I’ll explain cluster2 in this post and logging later, as in fact, logging is more complicated, much trickier than you could think of in an asynchronous world. Not to deviate from the main topic, here’s what I’ve been working: https://github.com/inexplicable/cubejs-cluster2/tree/cluster3
I took over cluster2 from ql.io’s ownership and had added a couple of features that were needed for operational interests, mainly heartbeat data to reflect performance metrics, status view & update to alter runtime behavior, gc related optimizations etc. All of those were nice, but adding complexity to the cluster2 module gradually till we decided it was time for a refresh. A refresh, as we defined, adding more cool stuff into, while as important, kicking obsolete stuff out.
A few things I discontinued:
- multi apps, multi ports
- none cluster mode
- it looks so appealing to support this for development environment esp. but later you will complain the disconnect it caused for different environments
- and the debugging difficulty has been solved quite differently too to answer to this argument
- worker ecv
A few things I’m adding:
- cluster caching
- debugging support
- much simplified api based on promise
Debugging is one of the most exciting piece, which is to give developer a well defined flow of ecv control, worker signal, node-inspector start, debug view, all out of the box from the new cluster2. Based on bootstrap UI & node-inspector ~0.4.0, the experience has shocked a few of my colleagues already.

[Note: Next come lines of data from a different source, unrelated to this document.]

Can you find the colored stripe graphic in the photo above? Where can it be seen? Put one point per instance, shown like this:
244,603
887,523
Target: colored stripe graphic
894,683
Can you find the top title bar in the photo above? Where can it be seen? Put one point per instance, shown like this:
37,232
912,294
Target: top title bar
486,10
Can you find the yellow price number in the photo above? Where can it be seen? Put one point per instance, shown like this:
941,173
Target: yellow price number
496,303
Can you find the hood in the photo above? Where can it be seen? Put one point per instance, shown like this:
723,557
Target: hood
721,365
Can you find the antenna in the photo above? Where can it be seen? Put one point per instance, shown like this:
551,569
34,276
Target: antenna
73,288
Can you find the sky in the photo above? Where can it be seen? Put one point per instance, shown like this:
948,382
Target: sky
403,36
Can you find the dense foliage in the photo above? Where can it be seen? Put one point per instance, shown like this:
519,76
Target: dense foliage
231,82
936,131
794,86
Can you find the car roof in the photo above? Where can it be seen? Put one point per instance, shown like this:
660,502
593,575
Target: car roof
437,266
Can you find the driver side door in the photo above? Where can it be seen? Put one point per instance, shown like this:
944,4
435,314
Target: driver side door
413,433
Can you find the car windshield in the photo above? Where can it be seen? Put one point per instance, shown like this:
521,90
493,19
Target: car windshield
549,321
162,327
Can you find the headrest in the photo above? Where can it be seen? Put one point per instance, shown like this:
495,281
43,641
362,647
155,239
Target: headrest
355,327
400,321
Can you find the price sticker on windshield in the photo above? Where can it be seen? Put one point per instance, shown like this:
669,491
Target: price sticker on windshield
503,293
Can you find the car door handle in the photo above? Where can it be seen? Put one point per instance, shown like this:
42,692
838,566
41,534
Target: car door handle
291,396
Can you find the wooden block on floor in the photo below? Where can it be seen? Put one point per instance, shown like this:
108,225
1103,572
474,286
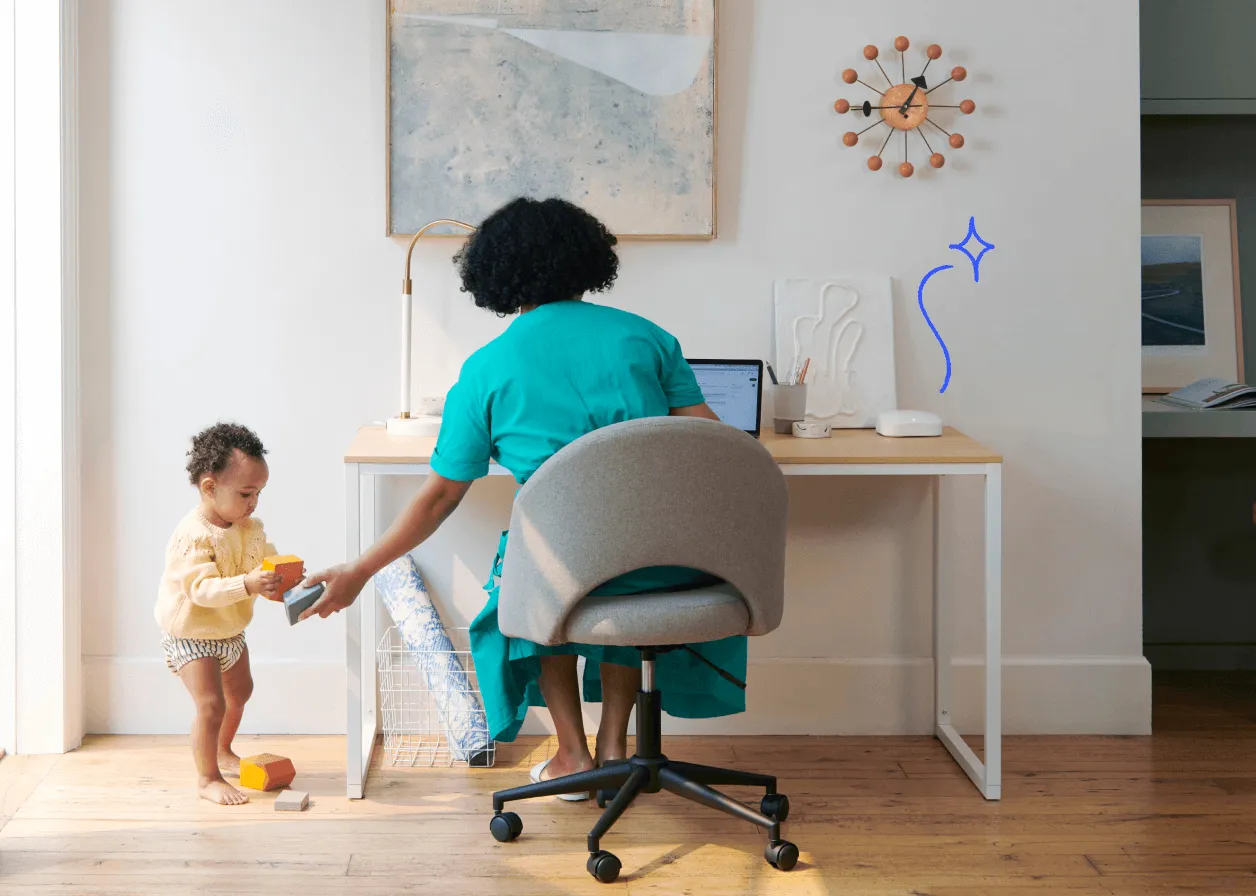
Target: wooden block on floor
266,772
292,801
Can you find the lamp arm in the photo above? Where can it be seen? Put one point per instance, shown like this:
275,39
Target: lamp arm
407,308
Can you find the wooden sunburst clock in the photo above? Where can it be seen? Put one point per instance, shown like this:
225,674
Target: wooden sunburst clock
903,107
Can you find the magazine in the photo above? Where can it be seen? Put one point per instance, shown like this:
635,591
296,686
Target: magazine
1213,393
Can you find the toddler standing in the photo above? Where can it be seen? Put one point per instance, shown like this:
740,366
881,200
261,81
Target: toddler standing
211,581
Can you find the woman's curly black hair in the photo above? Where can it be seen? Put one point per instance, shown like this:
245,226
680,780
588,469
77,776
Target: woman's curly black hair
214,448
534,251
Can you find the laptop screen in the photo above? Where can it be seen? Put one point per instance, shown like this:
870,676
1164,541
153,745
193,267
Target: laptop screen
732,390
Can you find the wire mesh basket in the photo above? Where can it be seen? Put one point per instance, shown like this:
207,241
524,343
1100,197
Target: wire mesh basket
413,704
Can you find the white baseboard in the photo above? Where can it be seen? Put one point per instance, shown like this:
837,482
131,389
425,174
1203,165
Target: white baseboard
1201,657
817,696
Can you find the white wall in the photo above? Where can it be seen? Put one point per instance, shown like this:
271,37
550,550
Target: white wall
40,706
235,185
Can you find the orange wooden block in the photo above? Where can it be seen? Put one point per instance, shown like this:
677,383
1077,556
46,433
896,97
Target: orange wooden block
266,772
289,567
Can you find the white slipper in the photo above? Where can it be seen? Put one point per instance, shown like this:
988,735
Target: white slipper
539,769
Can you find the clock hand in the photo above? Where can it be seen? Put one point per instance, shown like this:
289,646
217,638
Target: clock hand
909,98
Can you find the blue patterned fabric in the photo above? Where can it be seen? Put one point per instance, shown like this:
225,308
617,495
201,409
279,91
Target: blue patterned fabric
405,596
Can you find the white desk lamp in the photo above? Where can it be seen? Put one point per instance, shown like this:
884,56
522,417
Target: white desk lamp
406,424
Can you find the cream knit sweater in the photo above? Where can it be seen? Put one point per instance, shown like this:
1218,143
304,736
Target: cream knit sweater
202,592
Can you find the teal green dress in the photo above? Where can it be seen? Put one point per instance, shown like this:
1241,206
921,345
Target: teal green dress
557,373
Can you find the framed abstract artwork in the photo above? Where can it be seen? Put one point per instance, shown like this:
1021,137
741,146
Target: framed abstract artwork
1191,317
607,103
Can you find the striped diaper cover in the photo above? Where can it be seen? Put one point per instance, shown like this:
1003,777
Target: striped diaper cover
182,651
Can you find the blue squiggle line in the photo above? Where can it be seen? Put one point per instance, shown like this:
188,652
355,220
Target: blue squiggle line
920,299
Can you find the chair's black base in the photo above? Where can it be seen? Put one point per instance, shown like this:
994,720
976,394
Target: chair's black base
619,783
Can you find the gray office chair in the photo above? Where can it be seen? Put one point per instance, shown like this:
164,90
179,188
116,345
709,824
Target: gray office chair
660,491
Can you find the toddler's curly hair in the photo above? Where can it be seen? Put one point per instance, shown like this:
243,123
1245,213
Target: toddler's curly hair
214,448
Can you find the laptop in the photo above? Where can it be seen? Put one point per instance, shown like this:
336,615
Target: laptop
734,390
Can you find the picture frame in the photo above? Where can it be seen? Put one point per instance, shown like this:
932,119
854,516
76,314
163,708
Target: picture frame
401,224
1190,300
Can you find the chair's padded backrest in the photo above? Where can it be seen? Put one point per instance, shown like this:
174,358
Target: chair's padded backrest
657,491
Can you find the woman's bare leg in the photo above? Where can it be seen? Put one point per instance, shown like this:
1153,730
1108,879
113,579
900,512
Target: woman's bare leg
562,693
619,686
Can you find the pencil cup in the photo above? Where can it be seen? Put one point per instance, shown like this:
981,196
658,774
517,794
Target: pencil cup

Cluster caching is a newly proposed feature, to solve practical problems, we’ve ran into a dozen of cases where workers are acquiring same data, and waste network bandwidth. The answer we had before was to use delegation, let master handle the data fetching for all workers, and broadcast to all of them. It works ok, but caused more problems than we thought, master could fail, and even worse become slow. Master must have the data fetching logic, which is supposed to be in the worker only (as there is your user application). After carefully rethink of the problem, we found a cluster shared caching a better fit to solve this.
Rule of thumb, the data fetching still happens in worker, but given the atomic get semantic support, only one worker will be allowed to fetch the data, while the others will just leverage the result when it gets back. Check cluster2/cache, cluster2/cache-usr, cluster2/cache-mgr and you will understand how that works. Quite some tuning to be done, but the model is proven to solve the data sharing problem.
It’s now under testing, and will be released as 0.6.x, which is a big big incompatible change, omg, hope it’s worth the changes from our users.